Thanks for the tip about the dip - that's just what I'll do. I'll turn my volume up say 5dB and run the sweep again and see how much the dip comes up.

Just to make sure i have this basic principle right - it's ok to use cuts as heavy as you need (negative dBs) to get a curve with no impact (other than having to turn the sub louder). But ideally one should not add any gain beyond 3dB because doing so requires twice the power?

So in other words, everyone is in agreement that to fill a dip (assuming it is fillable and not a null) its far better to use greater cuts almost across the board, than to fill a single dip with say 6dB correct?


----------



## cyberbri (Apr 27, 2006)

If it's just one dip and the rest is pretty flat, try adding 3dB. A 3dB dip isn't as bad as a 6dB dip. And that would probably be easier than trying to cut every other frequency and shape it to be flat. 


But a lot depends on your "target" level, what dB you aim for when you experiment with filters in REW.

Here's a case in point, from my thread over here:
http://www.hometheatershack.com/for...digital-meter-strange-results-high-freqs.html

Here's my sub and mains, no BFD, just some bass traps:











Here's one attempt - with very good results, but using a lot of filters:









The filters I used to get there:
Freq BW Adjustment
24Hz 8 -3
30 10 -4
48.5 3 -5
40 6 -7
44.5 6 -12
53.25 3 +6
72.35 10 -16
83 6 -5
51 2 +4
89 2 +6
37.88 3 +3
100 4 -7
(some of these I added because when combined with the output of the mains I had some peaks I wanted to tame)

And here is my most recent attempt, which I think came out very well, with much fewer filters:









Filters used
Freq BW Cut/Gain
74Hz 6 -13
45Hz 8 -7
66Hz 2 -4
54Hz 8 +4
37Hz 4 +4
53Hz 3 +2

As you can see, I used cuts to bring down the big peaks, and a few small boosts to flatten it out. I could always add 3 more filters and do small 2~3dB cuts to smooth out the 60~75Hz range, but I didn't want to mess with it.

(ignore the null around 90Hz in the first and 3rd graph -- the middle/2nd graph was taken with my speakers in their original position, and after taking that I moved my speakers closer together and back a little so they're a little further away, and the 1st and 3rd graphs were taken with the new speaker position. That null is just from the sub + mains interaction. And that's why they look different above 100Hz)

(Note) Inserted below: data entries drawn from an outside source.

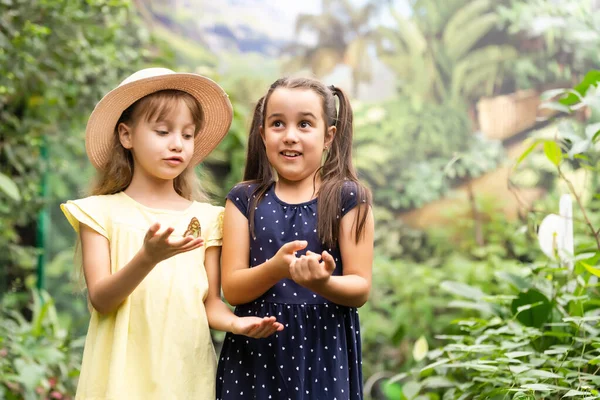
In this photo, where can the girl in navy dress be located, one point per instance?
(297, 245)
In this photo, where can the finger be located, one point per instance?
(194, 244)
(178, 242)
(329, 261)
(250, 330)
(313, 255)
(264, 329)
(152, 231)
(294, 246)
(163, 236)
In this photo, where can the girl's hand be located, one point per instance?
(287, 254)
(159, 246)
(256, 327)
(312, 270)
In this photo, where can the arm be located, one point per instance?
(107, 291)
(353, 288)
(220, 316)
(242, 284)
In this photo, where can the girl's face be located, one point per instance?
(295, 133)
(163, 148)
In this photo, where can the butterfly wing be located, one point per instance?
(194, 228)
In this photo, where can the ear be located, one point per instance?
(125, 135)
(329, 136)
(262, 133)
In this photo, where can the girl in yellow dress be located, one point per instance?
(150, 250)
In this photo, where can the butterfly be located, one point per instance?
(194, 228)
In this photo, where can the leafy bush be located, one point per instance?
(38, 359)
(541, 337)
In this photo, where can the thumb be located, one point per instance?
(152, 231)
(329, 261)
(294, 246)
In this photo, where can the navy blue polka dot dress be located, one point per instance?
(318, 354)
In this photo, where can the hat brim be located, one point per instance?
(217, 113)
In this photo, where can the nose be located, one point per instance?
(291, 136)
(176, 143)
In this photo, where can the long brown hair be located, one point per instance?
(336, 171)
(117, 174)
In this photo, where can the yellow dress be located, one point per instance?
(157, 345)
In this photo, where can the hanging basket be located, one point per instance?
(502, 117)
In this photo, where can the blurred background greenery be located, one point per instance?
(446, 94)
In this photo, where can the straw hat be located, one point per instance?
(217, 112)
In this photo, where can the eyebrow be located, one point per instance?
(167, 122)
(304, 114)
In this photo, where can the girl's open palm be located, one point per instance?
(159, 245)
(256, 327)
(312, 269)
(287, 253)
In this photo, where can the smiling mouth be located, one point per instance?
(174, 160)
(290, 154)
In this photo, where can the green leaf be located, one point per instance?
(531, 308)
(393, 391)
(421, 348)
(591, 79)
(9, 187)
(462, 290)
(592, 130)
(555, 106)
(527, 151)
(573, 393)
(590, 269)
(553, 152)
(411, 390)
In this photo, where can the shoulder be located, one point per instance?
(242, 190)
(207, 209)
(96, 202)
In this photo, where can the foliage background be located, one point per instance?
(423, 74)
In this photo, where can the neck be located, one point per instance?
(151, 189)
(300, 191)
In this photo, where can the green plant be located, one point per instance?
(539, 336)
(38, 358)
(439, 53)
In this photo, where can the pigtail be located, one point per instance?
(337, 171)
(257, 169)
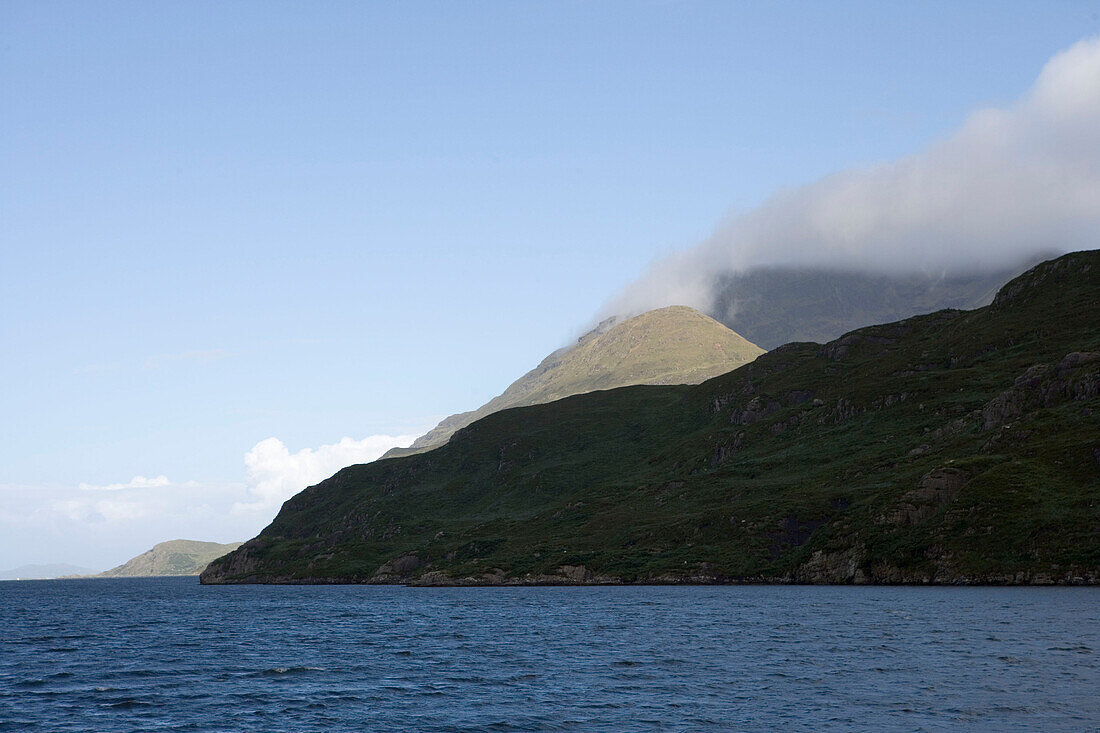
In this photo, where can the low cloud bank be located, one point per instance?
(274, 473)
(1008, 184)
(102, 525)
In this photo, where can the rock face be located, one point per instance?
(669, 346)
(959, 447)
(177, 557)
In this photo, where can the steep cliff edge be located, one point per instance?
(960, 447)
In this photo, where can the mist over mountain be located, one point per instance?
(772, 306)
(958, 447)
(1009, 184)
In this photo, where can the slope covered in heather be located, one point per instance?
(954, 447)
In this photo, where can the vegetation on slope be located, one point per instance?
(176, 557)
(669, 346)
(771, 306)
(955, 447)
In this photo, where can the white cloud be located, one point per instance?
(274, 473)
(1008, 184)
(136, 482)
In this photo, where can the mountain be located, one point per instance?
(772, 306)
(43, 571)
(669, 346)
(957, 447)
(177, 557)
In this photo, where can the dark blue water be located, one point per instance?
(168, 654)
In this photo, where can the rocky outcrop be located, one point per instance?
(1076, 376)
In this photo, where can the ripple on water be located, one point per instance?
(173, 655)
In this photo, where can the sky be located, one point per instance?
(246, 243)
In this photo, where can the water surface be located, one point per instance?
(168, 654)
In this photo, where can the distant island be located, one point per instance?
(956, 447)
(45, 571)
(176, 557)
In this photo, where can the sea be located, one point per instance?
(173, 655)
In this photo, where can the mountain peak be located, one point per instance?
(675, 345)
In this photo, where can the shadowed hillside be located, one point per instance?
(954, 447)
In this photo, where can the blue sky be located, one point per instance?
(228, 222)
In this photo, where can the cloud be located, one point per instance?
(102, 525)
(274, 473)
(136, 482)
(1005, 185)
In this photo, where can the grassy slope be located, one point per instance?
(897, 453)
(668, 346)
(176, 557)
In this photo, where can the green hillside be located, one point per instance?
(955, 447)
(177, 557)
(669, 346)
(772, 306)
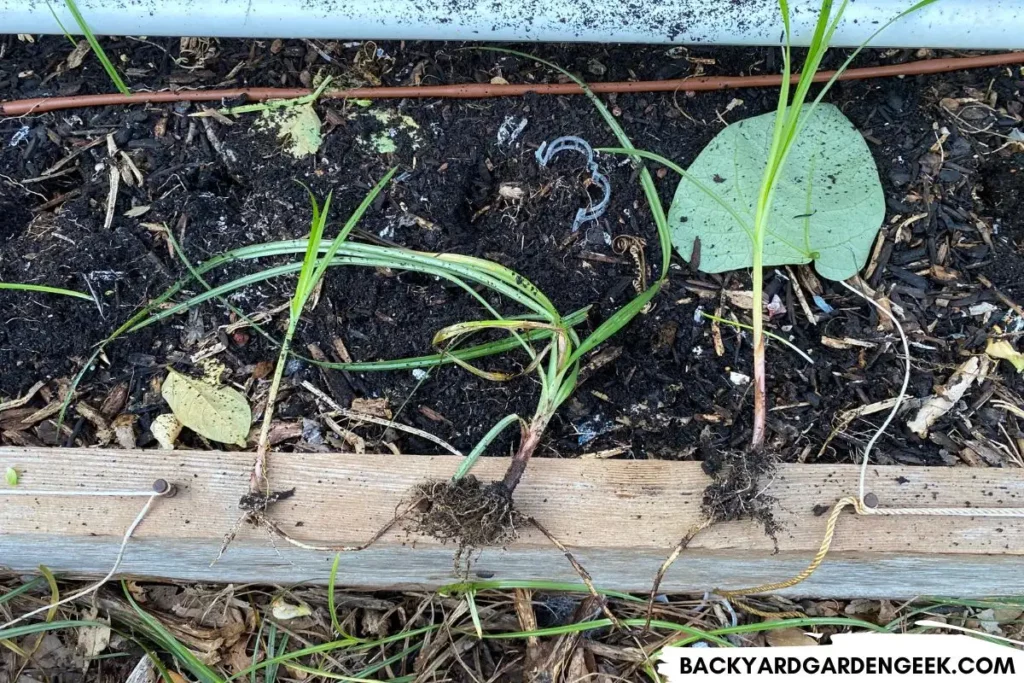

One thing I didn't like about the previous attempt (2nd graph, lots of cuts) was that I had cut the levels so much I had to turn the gain on the sub way up. It was at about 55-60% and I could hear a hum coming from the sub if I got pretty close. With the most recent pass, much fewer cuts, I'm under 1/2 way on the gain on the sub. My HK receiver puts out a lot of voltage in the sub signal, so I had to turn it way down in the receiver so the signal wasn't clipping coming into the BFD. Originally, before BFD, the gain was at maybe 15% or so, or 1/2 way between 0 and the first tick on the sub gain.


----------



## lovingdvd (Jan 23, 2007)

Looks great! I see what you mean. Regarding my dip, take a look at the second graph in this post: http://www.hometheatershack.com/forums/23231-post12.html . Look around 53hz. That's about a good 6dB. 

That could be a null that I can do nothing about (short of room treatments). So I'll try your recommendations as far as determining whether its is treatable with equalization.

Assuming so, based on that graph would you push it up 6dB, or bring everything else down instead, or maybe just bring it up 3dB and let it be short about 3dB?


----------



## brucek (Apr 11, 2006)

> Regarding my dip, take a look at the second graph in this post:


If when you add your filters, and the graph and dip looks as it does in the predicted response, then it would be wise to add the mains and see if it persists..... only then do you decide on an action..

brucek


----------



## lovingdvd (Jan 23, 2007)

*Results from last night - and how to handle localization issues?*

Last night I had some good success with REW and BFD as I dug in and starting to dial things in nicely.

With the sub alone, I got the response to be nearly perfect! However this beautiful response curve fell apart once I added added the mains back in. So essentially at that point I had to start all over with the filtering process to account for the subs+main.

I noticed I had some dips and fall off (in a sharp-like zig-zag fashion) in the 70-90hz range. Then i dawned on me. I did not have the HSU sub's crossover OUT - I had it engaged at the maximum xo of 90hz.

I had done this previously because when watching movies I noticed some localization coming from the sub.

Interestingly, when I turned the subs xo switch to OUT, the dips were gone and in fact were a bit too high in that 70-90hz range, but I brought those down with some more filters.

So in summary with the sub's xo switched to out and my latest filters, I have things very flat at about +/- 2dB from 20-90hz with no dips or peaks whatsoever!

However... Now I noticed that I have a challenge with the localization again. My sub is only 6 feet away behind the couch and there is no other place in the room for it. I have to listen a bit more closely but I believe I am now getting muffled voices and so forth coming from the sub in this configuration.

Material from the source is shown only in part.